Rancho Santa Ana Botanic Garden
Best Secret Garden, August 2006
Even though—or is it because?—we live in an urban desert, we seek out places where we can indulge a passion for plants. Sure, there are the Big Three: Descanso Gardens in La Cañada Flintridge, the Huntington Botanical Gardens in San Marino, and the Los Angeles County Arboretum in Arcadia. However, we have a particular fondness for lesser-known gems like UCLA’s Mildred E. Mathias Botanical Garden, an emerald mini-forest that sits a mile from one of the city’s busiest intersections. Traffic noise occasionally spoils the mood, but once we descend the Mathias’s winding pathways it’s easy to lose ourselves in seven acres of tropical and subtropical species from around the world. When we’d rather enjoy the bounty of California in a more serene setting, nothing beats the Rancho Santa Ana Botanic Garden in Claremont. The shaggy, sprawling 86-acre refuge contains the foremost assemblage of native species, including more than 2,800 of the state’s 6,000 types of plants. As we wander along its trails, rabbits skitter past and wayward branches brush our shoulders. The air is perfumed with sweet and musky scents. Among our favorite stops are a California fan palm oasis, an oak grove, and whole collections devoted to the coastal dunes and to cultivars (varieties developed for special purposes), including one named for Susanna Bixby Bryant, who started the garden on her Orange County ranch in 1927. (A quarter century later, it was relocated and is now a nonprofit institution affiliated with Claremont Graduate University.) Sprinkled throughout the grounds are useful botanical footnotes on field markers. 1500 N. College Ave., Claremont, 909-625-8767.

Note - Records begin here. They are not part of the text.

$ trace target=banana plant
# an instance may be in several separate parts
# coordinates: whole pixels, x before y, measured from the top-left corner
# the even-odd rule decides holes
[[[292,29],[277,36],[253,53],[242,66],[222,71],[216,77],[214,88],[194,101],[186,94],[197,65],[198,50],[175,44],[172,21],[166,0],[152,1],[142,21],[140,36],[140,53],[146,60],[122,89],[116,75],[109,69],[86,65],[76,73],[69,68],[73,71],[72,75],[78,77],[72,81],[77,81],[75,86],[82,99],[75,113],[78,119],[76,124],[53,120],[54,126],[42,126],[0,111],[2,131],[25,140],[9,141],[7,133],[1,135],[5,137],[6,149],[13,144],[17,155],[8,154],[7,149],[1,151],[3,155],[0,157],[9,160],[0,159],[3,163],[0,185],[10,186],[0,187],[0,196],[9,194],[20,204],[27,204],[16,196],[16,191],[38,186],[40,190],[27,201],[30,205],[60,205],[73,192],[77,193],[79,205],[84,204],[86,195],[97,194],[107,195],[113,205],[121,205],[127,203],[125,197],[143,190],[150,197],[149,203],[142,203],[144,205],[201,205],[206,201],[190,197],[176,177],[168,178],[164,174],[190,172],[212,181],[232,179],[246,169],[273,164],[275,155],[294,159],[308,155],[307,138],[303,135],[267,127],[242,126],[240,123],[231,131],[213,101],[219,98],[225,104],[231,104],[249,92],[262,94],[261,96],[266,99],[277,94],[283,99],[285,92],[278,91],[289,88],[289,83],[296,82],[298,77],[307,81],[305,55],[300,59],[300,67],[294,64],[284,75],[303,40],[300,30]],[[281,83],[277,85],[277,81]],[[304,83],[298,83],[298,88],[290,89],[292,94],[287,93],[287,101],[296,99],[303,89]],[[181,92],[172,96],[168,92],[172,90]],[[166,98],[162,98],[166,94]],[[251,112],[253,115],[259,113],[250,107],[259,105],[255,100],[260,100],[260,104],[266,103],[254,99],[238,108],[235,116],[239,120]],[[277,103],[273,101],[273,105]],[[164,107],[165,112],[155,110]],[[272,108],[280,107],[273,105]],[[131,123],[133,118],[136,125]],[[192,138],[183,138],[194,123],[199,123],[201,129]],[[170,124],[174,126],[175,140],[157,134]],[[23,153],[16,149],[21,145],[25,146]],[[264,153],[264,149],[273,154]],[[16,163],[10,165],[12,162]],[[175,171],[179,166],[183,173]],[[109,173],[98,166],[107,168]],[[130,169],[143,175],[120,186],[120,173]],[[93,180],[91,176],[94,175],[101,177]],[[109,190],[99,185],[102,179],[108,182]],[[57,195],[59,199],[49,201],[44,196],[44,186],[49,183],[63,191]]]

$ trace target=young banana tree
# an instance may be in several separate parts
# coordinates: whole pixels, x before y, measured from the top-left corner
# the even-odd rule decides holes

Designed in 1959, the lush Kyoto-style strolling UCLA Hannah Carter Japanese Garden is one of the more unlikely—and poetic—sanctuaries in L.A., incorporating bridges, pagodas, shrines, and lanterns that were shipped from Japan and thousands of pounds of local stones. Admission, free; reservations required. 310-794-0320.
The reopened Getty Villa has more than antiquities to behold. Its four gardens, including one devoted to herbs, are filled with the plants, statues, and water features indigenous to a Roman estate circa 1 A.D. The main garden is anchored by a 225-foot-long reflecting pool. Admission, free; reservations required (parking, $8). 17985 Pacific Coast Hwy., Pacific Palisades, 310-440-7300.
The Tillman Reclamation Plant in the Valley makes for an unlikely oasis. But here at its Japanese Garden , built in the style of 18th- and 19th-century feudal estates, you can journey over six and a half acres of tilapia- and goldfish-stocked lakes as well as through a Zen meditation garden. Tours, $3; general admission, free. 6100 Woodley Ave., Van Nuys, 818-756-8166.
Created in the early 1900s but inspired by the Renaissance-style gardens of Italy, the verdant grounds of the Virginia Robinson Gardens over six acres are steadfast and elegant. The former estate in Beverly Hills is now administered by Los Angeles County. Admission, $10; reservations required. 310-276-5367, ext. 100.
James Irvine Garden Hidden in a corner of Little Tokyo, this diminutive (it’s less than a third of an acre), award-winning garden was designed in the late 1970s by Takeo Uesugi. Enter through the Japanese American Cultural and Community Center building. Admission, free.